From September 3, you can see a solo exhibition by Raquel van Haver in Kersgallery. This exhibition opens during the Opening of the Gallery Season, which will be festively celebrated in Amsterdam on Friday 3 and Saturday 4. This Dutch artist hardly needs an introduction: in 2018, her work was shown in a large-scale solo exhibition at the Stedelijk Museum in Amsterdam and in 2016, Forbes included her in their '30 under 30' list on the European art world, in which thirty promising talents under thirty were featured. In 2018, Van Haver also won the Royal Award for Modern Painting and a year later, she received the Amsterdamprijs voor de Kunst. Years before that, in 2012, Queen Beatrix bought one of her works for her collection.

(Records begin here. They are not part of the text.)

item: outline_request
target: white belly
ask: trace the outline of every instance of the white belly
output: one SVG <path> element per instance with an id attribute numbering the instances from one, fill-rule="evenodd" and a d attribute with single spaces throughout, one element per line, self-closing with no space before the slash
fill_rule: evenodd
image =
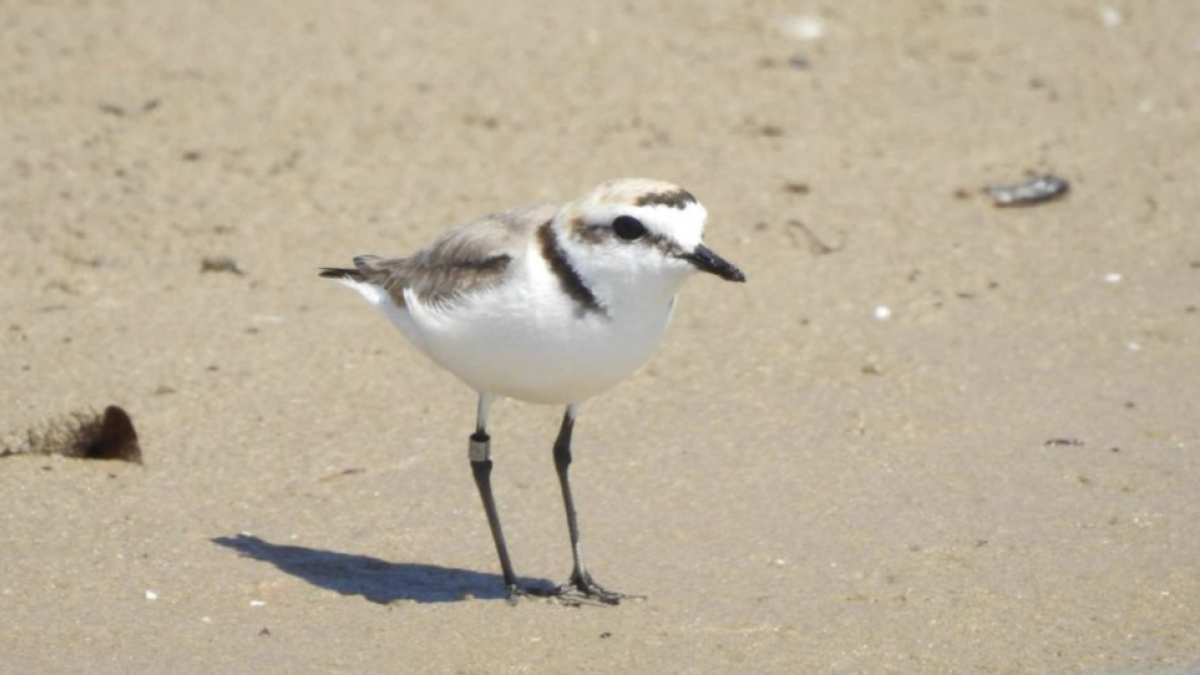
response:
<path id="1" fill-rule="evenodd" d="M 476 391 L 531 403 L 580 403 L 629 377 L 666 332 L 673 295 L 580 316 L 548 275 L 440 308 L 406 296 L 380 304 L 406 337 Z M 411 295 L 411 294 L 409 294 Z"/>

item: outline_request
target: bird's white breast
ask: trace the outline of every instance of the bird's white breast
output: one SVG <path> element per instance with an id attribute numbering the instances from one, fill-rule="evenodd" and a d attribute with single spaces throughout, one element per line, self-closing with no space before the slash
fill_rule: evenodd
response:
<path id="1" fill-rule="evenodd" d="M 584 313 L 531 243 L 504 282 L 486 291 L 446 306 L 410 292 L 404 307 L 386 294 L 377 304 L 409 340 L 477 391 L 562 405 L 609 389 L 650 358 L 670 322 L 673 290 L 616 302 L 607 315 Z"/>

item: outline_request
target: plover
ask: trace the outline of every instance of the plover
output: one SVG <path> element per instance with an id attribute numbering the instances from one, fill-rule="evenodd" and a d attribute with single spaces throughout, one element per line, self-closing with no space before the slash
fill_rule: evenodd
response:
<path id="1" fill-rule="evenodd" d="M 491 487 L 488 411 L 501 396 L 565 406 L 554 442 L 574 569 L 553 591 L 616 604 L 583 562 L 567 470 L 580 404 L 629 377 L 654 352 L 693 272 L 745 281 L 704 245 L 707 211 L 662 181 L 603 183 L 567 204 L 484 216 L 406 258 L 323 268 L 383 310 L 406 338 L 479 394 L 468 456 L 509 598 L 518 584 Z"/>

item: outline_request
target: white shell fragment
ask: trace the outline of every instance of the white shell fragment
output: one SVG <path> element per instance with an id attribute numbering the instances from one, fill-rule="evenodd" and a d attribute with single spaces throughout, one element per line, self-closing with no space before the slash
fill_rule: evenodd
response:
<path id="1" fill-rule="evenodd" d="M 1032 206 L 1052 201 L 1067 194 L 1071 184 L 1048 173 L 1034 176 L 1020 185 L 988 185 L 983 191 L 991 195 L 996 206 Z"/>
<path id="2" fill-rule="evenodd" d="M 804 42 L 825 37 L 825 22 L 811 14 L 785 16 L 779 20 L 779 28 L 789 37 Z"/>

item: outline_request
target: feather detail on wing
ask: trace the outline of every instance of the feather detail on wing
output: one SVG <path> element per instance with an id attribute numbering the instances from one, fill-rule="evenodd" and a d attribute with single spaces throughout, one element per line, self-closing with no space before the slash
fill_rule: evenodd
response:
<path id="1" fill-rule="evenodd" d="M 424 303 L 453 303 L 503 279 L 513 259 L 524 255 L 533 231 L 557 211 L 557 205 L 542 204 L 485 216 L 407 258 L 358 256 L 357 269 L 324 268 L 321 276 L 379 286 L 398 306 L 406 290 Z"/>

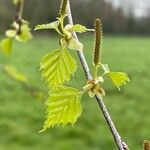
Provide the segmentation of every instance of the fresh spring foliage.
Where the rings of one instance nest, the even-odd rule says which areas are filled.
[[[12,38],[5,38],[1,41],[0,49],[4,53],[9,55],[11,53],[11,48],[12,48]]]
[[[19,0],[13,0],[14,5],[17,5],[19,3]]]
[[[82,112],[81,97],[82,92],[72,87],[58,86],[53,89],[46,102],[47,120],[41,132],[49,126],[73,125]]]
[[[110,71],[107,64],[102,64],[102,68],[104,70],[104,76],[108,76],[119,90],[120,86],[130,81],[126,73]]]
[[[67,0],[62,0],[61,9],[66,8]],[[129,78],[125,73],[110,72],[107,65],[103,65],[99,62],[101,54],[102,43],[102,24],[99,19],[96,19],[95,30],[87,29],[85,26],[76,25],[64,25],[66,18],[66,10],[60,10],[62,14],[56,21],[37,25],[35,30],[54,29],[60,35],[60,48],[46,54],[41,61],[42,77],[50,88],[49,98],[46,101],[47,117],[44,123],[44,127],[40,132],[45,131],[49,127],[54,127],[68,123],[74,124],[77,118],[81,115],[81,95],[84,92],[88,92],[90,97],[97,96],[103,98],[105,91],[99,82],[104,82],[104,76],[109,76],[113,83],[119,88],[121,85],[129,81]],[[94,52],[94,78],[87,81],[87,85],[83,87],[83,91],[79,91],[75,88],[63,86],[65,81],[69,81],[71,75],[77,69],[77,63],[70,55],[70,50],[83,50],[83,44],[74,38],[73,32],[83,33],[86,31],[95,31],[96,42]],[[104,73],[99,76],[98,69],[102,67]]]
[[[13,3],[16,7],[15,20],[11,28],[5,32],[6,38],[2,39],[0,42],[0,50],[7,55],[11,54],[13,40],[27,42],[32,38],[29,23],[22,19],[24,0],[13,0]],[[20,83],[25,90],[28,90],[32,94],[32,96],[39,98],[41,95],[45,94],[42,90],[34,88],[34,86],[29,83],[28,78],[23,73],[19,72],[15,66],[0,64],[0,68],[7,76]]]
[[[76,61],[67,49],[58,49],[47,54],[41,61],[42,76],[49,87],[57,87],[70,80],[77,69]]]
[[[12,29],[6,31],[6,37],[8,38],[15,38],[19,42],[27,42],[32,38],[30,28],[28,25],[28,22],[25,20],[22,20],[21,25],[21,31],[19,33],[19,24],[17,22],[14,22],[12,24]]]
[[[60,48],[46,54],[41,61],[42,77],[46,80],[50,96],[46,102],[47,120],[44,123],[45,131],[54,125],[74,124],[81,115],[81,93],[75,88],[64,87],[63,83],[69,81],[77,69],[77,63],[69,53],[71,50],[83,50],[83,44],[77,41],[72,33],[94,31],[85,26],[76,24],[64,26],[65,15],[61,15],[56,21],[48,24],[37,25],[35,30],[54,29],[60,35]]]
[[[108,65],[104,65],[100,62],[101,60],[101,50],[102,50],[102,38],[103,38],[103,29],[102,23],[99,18],[95,20],[95,47],[94,47],[94,59],[93,59],[93,80],[87,82],[87,85],[83,87],[85,91],[88,92],[90,97],[97,96],[102,99],[105,96],[105,91],[103,90],[100,82],[104,82],[104,77],[108,76],[114,85],[120,90],[120,86],[129,82],[128,75],[124,72],[112,72],[110,71]],[[98,75],[98,70],[102,68],[103,74]]]
[[[27,77],[24,74],[20,73],[14,66],[4,65],[3,69],[14,80],[17,80],[17,81],[25,83],[25,84],[28,83]]]
[[[4,38],[0,43],[0,50],[5,54],[10,54],[12,51],[13,39],[18,42],[27,42],[32,39],[32,34],[30,32],[29,23],[22,19],[22,9],[23,9],[23,0],[14,0],[13,3],[18,7],[16,12],[18,17],[12,23],[11,28],[5,32],[6,38]],[[21,6],[22,7],[21,7]],[[21,14],[20,14],[21,13]]]

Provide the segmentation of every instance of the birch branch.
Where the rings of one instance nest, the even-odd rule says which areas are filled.
[[[21,33],[23,7],[24,7],[24,0],[19,0],[16,6],[16,17],[15,17],[16,22],[19,24],[18,34]]]
[[[69,0],[68,0],[68,5],[67,5],[67,16],[68,16],[68,23],[73,25],[73,18],[72,18]],[[76,32],[73,32],[73,36],[76,40],[79,40]],[[87,80],[92,80],[93,77],[90,74],[89,66],[88,66],[87,61],[85,59],[84,53],[82,51],[77,51],[77,54],[78,54],[78,57],[80,59],[80,62],[81,62],[81,65],[83,67],[83,70],[84,70],[84,73],[85,73]],[[113,135],[113,138],[117,144],[118,150],[128,150],[128,146],[122,141],[103,100],[99,99],[97,96],[95,96],[95,98],[96,98],[98,105],[99,105],[99,107],[103,113],[103,116],[104,116],[104,118],[105,118],[105,120],[106,120],[106,122],[110,128],[110,131]]]

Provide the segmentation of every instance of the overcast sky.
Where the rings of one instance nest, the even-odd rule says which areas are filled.
[[[136,16],[140,17],[145,15],[150,10],[150,0],[107,0],[111,1],[115,6],[122,5],[124,10],[127,11],[129,5],[133,8]]]

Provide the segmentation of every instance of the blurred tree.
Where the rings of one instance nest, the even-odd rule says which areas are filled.
[[[0,31],[5,31],[13,20],[13,5],[9,0],[0,0]]]
[[[31,27],[52,21],[57,16],[60,0],[26,1],[24,16],[30,21]],[[71,0],[75,23],[93,27],[94,18],[100,17],[106,33],[150,34],[150,17],[135,18],[132,6],[128,13],[123,13],[124,6],[114,8],[106,0]],[[0,0],[0,32],[4,32],[14,17],[15,8],[11,0]],[[148,9],[149,11],[149,9]],[[149,13],[150,14],[150,13]]]

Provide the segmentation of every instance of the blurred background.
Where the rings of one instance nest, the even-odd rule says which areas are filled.
[[[14,17],[11,0],[0,0],[0,32]],[[149,0],[71,0],[75,23],[93,27],[95,17],[101,17],[105,33],[150,34]],[[30,0],[25,3],[24,18],[32,27],[55,19],[59,0]]]
[[[35,25],[55,20],[59,3],[60,0],[25,0],[23,18],[29,20],[33,31]],[[106,81],[104,101],[129,147],[141,150],[143,140],[150,139],[150,1],[71,0],[71,7],[75,23],[93,28],[94,19],[102,19],[102,61],[114,71],[129,74],[131,83],[121,92]],[[0,39],[14,16],[12,0],[0,0]],[[51,31],[33,34],[27,44],[14,42],[12,55],[0,53],[0,64],[14,65],[34,87],[47,92],[39,64],[42,56],[58,48],[58,37]],[[85,33],[79,38],[92,68],[93,35]],[[76,52],[71,53],[78,60]],[[79,89],[86,84],[80,63],[69,84]],[[53,128],[39,134],[45,119],[44,102],[0,70],[0,150],[117,149],[96,101],[87,95],[82,99],[83,115],[74,127]]]

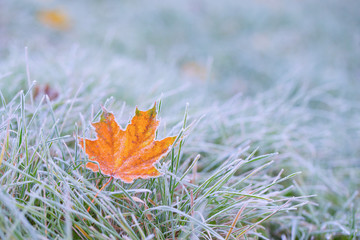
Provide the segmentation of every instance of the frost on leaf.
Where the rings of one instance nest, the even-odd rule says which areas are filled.
[[[147,111],[136,108],[131,123],[123,130],[112,113],[104,109],[99,122],[92,124],[97,138],[79,138],[82,149],[93,162],[86,167],[94,172],[131,183],[137,178],[161,175],[154,164],[164,157],[174,143],[176,136],[155,140],[159,125],[156,119],[156,104]],[[85,145],[85,146],[84,146]]]

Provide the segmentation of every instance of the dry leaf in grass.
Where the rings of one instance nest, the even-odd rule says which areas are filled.
[[[154,164],[164,157],[174,143],[176,136],[155,140],[159,126],[156,119],[156,104],[147,111],[136,108],[135,116],[125,130],[115,121],[114,114],[103,109],[100,121],[92,124],[96,139],[79,138],[82,149],[91,161],[86,167],[94,172],[110,176],[99,190],[101,192],[113,178],[131,183],[137,178],[151,178],[161,175]],[[95,195],[92,202],[99,194]],[[87,211],[90,210],[90,206]]]
[[[34,99],[42,98],[44,95],[47,95],[50,101],[53,101],[58,98],[59,92],[48,83],[45,85],[36,85],[33,91]]]
[[[205,81],[209,77],[208,69],[198,62],[185,62],[181,66],[182,74],[186,78]]]
[[[56,30],[68,30],[70,28],[70,18],[61,9],[42,10],[37,14],[38,20]]]
[[[94,172],[131,183],[137,178],[157,177],[161,173],[154,164],[164,157],[176,136],[155,140],[159,125],[156,104],[147,111],[136,108],[135,116],[125,130],[115,121],[114,114],[104,109],[101,119],[92,124],[96,139],[79,138],[83,150],[93,162],[86,167]]]

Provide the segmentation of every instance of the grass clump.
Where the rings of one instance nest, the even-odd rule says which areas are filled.
[[[184,150],[187,137],[160,163],[162,177],[133,184],[113,181],[92,204],[108,178],[84,168],[86,156],[72,134],[89,127],[72,114],[81,105],[76,99],[67,106],[60,102],[44,96],[32,104],[30,91],[19,92],[9,103],[3,99],[2,239],[266,238],[265,220],[304,204],[285,197],[290,188],[280,184],[296,174],[266,174],[272,154],[255,156],[244,143],[220,161]],[[191,135],[192,128],[185,118],[172,131]],[[211,161],[217,166],[198,170]]]

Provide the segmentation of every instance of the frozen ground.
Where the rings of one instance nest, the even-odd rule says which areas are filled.
[[[57,29],[41,22],[39,13],[51,9],[61,9],[68,17],[69,26]],[[166,122],[159,135],[165,136],[179,131],[188,103],[188,121],[201,120],[189,132],[179,159],[185,168],[188,158],[201,155],[197,163],[199,184],[229,159],[246,158],[255,148],[258,151],[254,157],[279,154],[271,157],[274,163],[264,167],[260,176],[247,182],[249,189],[259,189],[260,183],[266,185],[275,181],[282,169],[282,177],[301,171],[291,180],[276,185],[273,192],[260,193],[264,198],[274,197],[279,203],[292,196],[309,197],[293,205],[300,204],[300,207],[276,212],[254,226],[247,232],[248,237],[356,239],[360,234],[358,9],[360,3],[355,0],[346,3],[335,0],[326,3],[292,0],[252,3],[235,0],[0,1],[1,144],[7,139],[9,122],[16,119],[18,123],[10,127],[14,127],[10,134],[12,143],[18,144],[23,134],[21,122],[30,121],[33,122],[30,126],[23,126],[29,148],[32,144],[40,144],[48,134],[50,139],[63,139],[69,152],[76,155],[71,136],[75,131],[82,134],[89,129],[88,123],[100,110],[100,105],[106,104],[118,112],[119,122],[124,126],[136,105],[145,109],[159,99],[162,101],[160,115]],[[40,104],[41,96],[32,102],[30,92],[33,91],[23,97],[19,93],[20,90],[26,93],[29,86],[36,88],[46,83],[59,94],[57,99],[46,104]],[[34,113],[38,114],[32,118]],[[53,135],[54,128],[58,128],[57,137]],[[44,136],[39,138],[40,132]],[[250,148],[246,149],[248,142]],[[64,148],[60,145],[58,151]],[[12,149],[8,155],[12,161],[25,151],[8,148]],[[9,159],[5,157],[4,162],[11,162]],[[232,181],[264,164],[257,161],[242,166],[234,173]],[[24,187],[30,180],[20,181],[17,177],[23,173],[5,174],[5,169],[11,168],[8,165],[3,168],[0,167],[3,173],[3,177],[0,176],[1,196],[14,203],[12,208],[3,205],[3,209],[12,209],[13,213],[9,212],[15,215],[4,212],[3,216],[8,217],[1,219],[0,216],[0,232],[12,221],[9,220],[11,216],[24,211],[21,204],[30,201],[26,194],[22,195],[30,189]],[[62,168],[54,171],[59,173]],[[61,172],[60,175],[67,174],[69,172]],[[69,180],[70,186],[74,184],[72,181]],[[91,186],[90,183],[87,186]],[[233,187],[231,182],[227,184],[230,185],[217,189],[220,194],[217,197],[222,199],[221,194]],[[159,183],[156,188],[160,186]],[[79,189],[89,194],[88,188]],[[92,191],[96,193],[96,189]],[[45,198],[41,191],[36,194]],[[84,204],[74,201],[74,205]],[[214,210],[216,201],[223,203],[223,199],[210,199],[206,206]],[[166,204],[162,204],[160,210],[166,212]],[[245,206],[226,204],[234,216]],[[251,201],[248,204],[249,212],[239,220],[241,226],[252,226],[281,205],[257,205]],[[38,206],[35,203],[29,206],[34,207],[29,207],[31,215]],[[45,209],[57,205],[48,203],[47,206]],[[199,203],[198,212],[203,216],[209,214],[207,209]],[[220,209],[214,211],[222,213]],[[24,216],[27,215],[24,213]],[[211,219],[211,214],[207,216]],[[65,214],[64,219],[71,220],[64,221],[64,232],[57,232],[54,229],[59,227],[49,223],[49,219],[51,217],[46,215],[38,217],[39,222],[44,221],[39,224],[29,217],[27,220],[20,218],[17,224],[34,227],[25,230],[14,227],[14,235],[8,236],[19,238],[24,232],[30,232],[44,237],[44,226],[49,229],[49,238],[75,236],[70,230],[65,231],[75,228],[74,224],[85,232],[92,231],[89,224],[80,225],[75,217]],[[104,217],[99,221],[105,220]],[[225,220],[216,220],[216,224],[205,221],[204,225],[191,218],[182,221],[189,226],[198,224],[198,228],[210,231],[214,238],[219,236],[212,231],[225,238],[228,230],[221,226],[231,225]],[[164,222],[172,223],[172,227],[176,225],[175,220]],[[116,232],[116,229],[104,230],[105,227],[97,224],[96,229],[104,238],[111,239],[111,234]],[[166,224],[158,224],[158,229],[163,231]],[[241,233],[240,225],[237,234]],[[76,229],[81,232],[79,228]],[[131,232],[126,234],[132,236]],[[205,235],[199,230],[196,237],[206,239]],[[160,233],[154,233],[153,237],[161,239],[159,236]],[[234,233],[232,237],[236,236]],[[167,237],[169,235],[164,234],[164,238]]]

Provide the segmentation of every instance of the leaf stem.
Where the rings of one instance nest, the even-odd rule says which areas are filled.
[[[99,193],[111,182],[111,180],[113,180],[113,176],[111,176],[110,178],[109,178],[109,181],[107,181],[105,184],[104,184],[104,186],[102,186],[102,188],[100,188],[100,190],[97,192],[97,194],[95,195],[95,197],[93,198],[93,200],[91,201],[91,203],[94,203],[94,201],[95,201],[95,198],[99,195]],[[89,208],[87,209],[87,211],[89,212],[90,211],[90,208],[91,208],[91,206],[89,206]]]

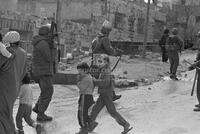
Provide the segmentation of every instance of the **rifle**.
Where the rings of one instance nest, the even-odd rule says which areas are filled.
[[[57,28],[57,24],[54,20],[51,21],[51,32],[53,35],[53,39],[56,37],[57,39],[57,48],[58,48],[58,62],[60,62],[60,57],[61,57],[61,50],[60,50],[60,40],[59,40],[59,36],[58,36],[58,28]]]
[[[183,60],[185,61],[186,63],[192,65],[192,63],[188,62],[187,60]],[[196,81],[197,81],[197,76],[198,76],[198,73],[197,73],[197,69],[200,69],[199,67],[195,67],[196,68],[196,71],[195,71],[195,76],[194,76],[194,82],[193,82],[193,85],[192,85],[192,91],[191,91],[191,96],[193,96],[194,94],[194,88],[195,88],[195,85],[196,85]]]
[[[122,56],[120,55],[120,57],[118,58],[117,62],[115,63],[115,65],[114,65],[113,68],[111,69],[111,72],[113,72],[113,71],[115,70],[115,68],[117,67],[119,61],[121,60],[121,57],[122,57]]]
[[[53,52],[53,55],[55,54],[55,56],[57,57],[57,59],[55,59],[55,62],[54,62],[54,72],[56,73],[58,70],[58,62],[60,62],[61,50],[60,50],[60,40],[58,36],[57,24],[54,21],[54,18],[51,21],[51,34],[52,34],[52,50],[53,50],[52,52]],[[55,45],[54,39],[57,39],[57,45]]]
[[[193,65],[192,63],[190,63],[190,62],[189,62],[189,61],[187,61],[186,59],[184,59],[183,61],[184,61],[184,62],[186,62],[186,63],[188,63],[188,64],[190,64],[190,65]],[[196,61],[196,62],[200,62],[200,61]],[[194,67],[194,68],[196,68],[196,69],[200,70],[200,68],[199,68],[199,67],[197,67],[197,66],[196,66],[196,67]]]
[[[191,96],[193,96],[193,94],[194,94],[194,88],[195,88],[195,85],[196,85],[197,76],[198,76],[198,73],[197,73],[197,70],[196,70],[195,77],[194,77],[194,82],[193,82],[193,85],[192,85]]]

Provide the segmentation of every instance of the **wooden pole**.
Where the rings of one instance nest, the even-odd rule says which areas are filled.
[[[61,11],[62,11],[62,0],[57,0],[57,9],[56,9],[56,25],[57,25],[57,32],[61,32],[61,21],[62,21],[62,15],[61,15]],[[59,57],[61,55],[61,45],[60,45],[60,38],[59,38],[59,34],[57,36],[58,38],[58,54]],[[65,50],[65,49],[64,49]],[[64,52],[65,53],[65,52]],[[64,54],[65,55],[65,54]]]
[[[150,0],[148,0],[148,3],[147,3],[147,14],[146,14],[146,22],[145,22],[145,29],[144,29],[144,42],[143,42],[143,58],[145,58],[145,54],[146,54],[148,25],[149,25],[149,8],[150,8]]]
[[[62,10],[61,8],[62,8],[61,0],[57,0],[56,24],[58,32],[60,32],[60,25],[61,25],[61,10]]]

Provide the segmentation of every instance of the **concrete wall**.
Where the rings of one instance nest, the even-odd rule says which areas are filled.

When you describe the work of Van Haver, you automatically resort to terms like imposing, coarse, large and raw. Van Haver applies the paint using an impasto technique; in dollops of oil paint that are applied so thick and crusty that the work almost feels sculptural, like a relief. Van Haver: “For me, the paint cannot be thick enough, so I mix it with everything that is able to go in.” And with that she hardly exaggerates, because in her work, you will find elements like mobile phones, wood, plaster, ash, tar, resin, charcoal, cigarettes, beer caps, papier-mâché and large amounts of (fake) hair. For that reason, the largest work she showed in the Stedelijk Museum weighed a whopping three hundred kilos!
The multidisciplinary artist travels all over the world for the extensive research that precedes her paintings. She doesn’t visit the touristy spots, but rather the favelas, barrios and townships in major cities in Africa and South America. Thematically, the painter adds a multitude of extremely relevant subjects in her work: themes such as (art) history and the colonial past, diaspora, migration and identity, mixed with popular culture, emotions, music and universally shared experiences, norms and values.
Van Haver: “I saw no representation of myself. I often meet people with very remarkable life stories that are not often told in art, and that’s what I would like to show. I am a kind of documentary painter, with a journalistic side.” She was inspired in this by the famous African-American painter Kerry James Marshall, who only depicts black people, precisely because they are so underrepresented in the art historical canon. At the same time, the large format and her compositions betray her love for, among other things, Renaissance art and famous Dutch militia pieces. That way, she is able to express her fascination for group dynamics. She also plays with the idea that paintings are traditionally rectangular, by providing her work with whimsical, uneven edges. In some cases, her work also has an interactive character. In her solo at the Stedelijk, a gigantic work measuring 4 by 9 meters was fitted with a staircase that visitors were allowed to climb. That way, the visitors effectively became part of the scene — in which you saw people living, laughing and eating, in an almost universal way.
For her most recent work, the painter took her adoption history as a fluid starting point — Van Haver was born in Colombia and was adopted by a Dutch couple. In her native country, she went in search of powerful, female role models who are committed to social equality, in order to reflect on her own personal history. Van Haver depicted these women as modern representations of Mary.